Remix.run Logo
zozbot234 2 hours ago

The model release cards for Opus have repeatedly and consistently stressed that the model doesn't have the fiddly know-how that's required to provide meaningful assistance in possibly dangerous subfields of biology. Mythos (Fable without the overly strict guardrails) has shown improvements in things like drug design, but even then the situation isn't really that different. This risk is ridiculously overblown, and the way to manage it sensibly is to introduce meaningful oversight for actors that seek to order the actual specialized materials involved (especially any synthetically generated genes/proteins/whatever).

lebovic an hour ago | parent [-]

No, Anthropic's model cards have claimed that the models don't show considerably more uplift than previous ASL-3 models, which already showed material uplift.

I participated in the internal bioweapons uplift test for Sonnet 3.7, and even then, one non-expert got huge uplift from the model [1]. I'd consider evals a lower bound of capabilities that can be elicited from a model.

The team behind Biomni, a biomedical agent that's widely used by researchers, has continued to find consistent gains between models [2]. I trust them, because I visited them to build their HPC tool [3], which the model is quite capable of using – moreso than most grad students. The Biomni team cares a lot about about real usability for real researchers, so they have a great pulse on capabilties.

SecureBio also has some public evals [4], which have continued to show increasing uplift.

And while synthesis monitoring is a part of the solution, I think you might underestimate how much goes under the radar. See the Reedley lab incident for an example [5].

Is Anthropic still effectively throttling beneficial biomedical research? Yes! And so is OpenAI. But the underlying capability is still actually dual use.

[1]: See page 25 in https://www-cdn.anthropic.com/9ff93dfa8f445c932415d335c88852...

[2]: Their benchmark has a preprint at https://www.biorxiv.org/content/10.64898/2026.05.12.724604v1...

[3]: https://x.com/phylo_bio/article/2029233694775624096

[4]: https://securebio.org/

[5]: Search for "ebola" in the public report for the Reedley lab incident at https://chinaselectcommittee.house.gov/sites/evo-subsites/se...

zozbot234 an hour ago | parent [-]

> No, Anthropic's model cards have claimed that the models don't show considerably more uplift than previous ASL-3 models, which already showed material uplift.

Doesn't this simply amount to disagreeing about what counts as "meaningful" from a bio-safety POV? Also, even the ASL-3 deployment safeguards for Opus 4 and higher were always adopted as a mere matter of caution; it's not clear that even Anthropic believed at any point that this reflected any genuine "threshold crossing" event.

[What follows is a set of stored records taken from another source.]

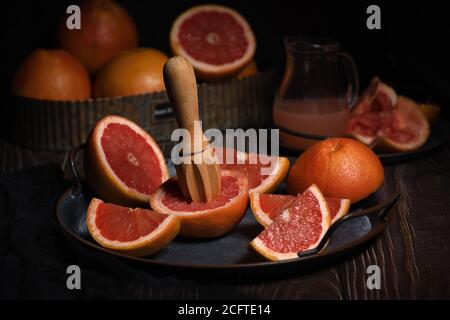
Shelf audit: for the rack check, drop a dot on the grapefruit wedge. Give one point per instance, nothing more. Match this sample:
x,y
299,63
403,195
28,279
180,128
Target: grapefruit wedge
x,y
296,229
387,122
267,207
137,232
259,181
205,220
123,163
216,40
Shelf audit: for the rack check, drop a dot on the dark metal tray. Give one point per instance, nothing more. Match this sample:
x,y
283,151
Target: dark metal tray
x,y
367,219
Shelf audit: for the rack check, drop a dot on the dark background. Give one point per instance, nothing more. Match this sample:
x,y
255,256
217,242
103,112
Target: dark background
x,y
410,51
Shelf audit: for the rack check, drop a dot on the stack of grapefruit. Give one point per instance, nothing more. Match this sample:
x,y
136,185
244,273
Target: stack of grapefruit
x,y
217,40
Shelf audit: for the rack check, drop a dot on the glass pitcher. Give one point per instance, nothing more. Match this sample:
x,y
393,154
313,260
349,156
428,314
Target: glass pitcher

So it's just not obvious how much weight we're supposed to place on that particular stance.

lebovic 20 minutes ago | parent [-]

In normal bio, there are standardized biosafety levels, because without it there would be no standard agreement on what "meaningful" safety is. So yes, I do think there's ambiguity here.

But I don't think I've found any domain expert who thinks granting everyone raw access to the most capable models wouldn't meaningfully increase risk. OpenAI recently staffed a biological threat modeler to help quantify this risk.

(Edit: just saw your edit, this includes at Anthropic. ASL tiers were "rule-out" to exclude rather than "rule-in", so exact thresholds were murkier, but I think it's clear that models have passed that threshold by now.)

That said, there are clear steps and requirements to set up a BSL-2 or BSL-3 lab, and I think there should be similarly clear rules around model capabilties and access. The process for Anthropic and OpenAI is murky and still implictly gated on spend, which I think is holding back research.

For example, anyone who has access to a BSL-3 lab should have a clear and low-cost path to a model with corresponding capabilities, as long as they set up corresponding precautions for model access.

I think it would be a bad outcome for only frontier labs and a select few groups they choose to have access to the most capable models – which is sadly the precedent that's currently being set.

zozbot234 15 minutes ago | parent [-]

> But I don't think I've found anyone who is a domain expert who thinks granting everyone access to raw modes wouldn't meaningfully increase risk.

It depends how capable these raw models are. Biology as a field depends most on real-world knowledge, which is an expensive capability for open models that are targeting widespread deployment. It's quite plausible that even Opus 4 would be a lot more capable in these domains than the best universally accessible "raw models" today, quite unlike other domains such as coding or theoretical math.

lebovic 3 minutes ago | parent [-]

Sure, and I love open models – I spent much of the past couple months doing additional RL on Qwen 3.6 35B A3B, Gemma 4, Kimi K2.6, and GLM 5.1. Without these open models, I'd be forced to do my research inside a frontier lab.

There's a balance to strike here, but I don't think the biological risk is overplayed. It would be very easy to accidentally cross the threshold of "meaningful" without adequate safeguards, and then be unable to undo what you've released to the world.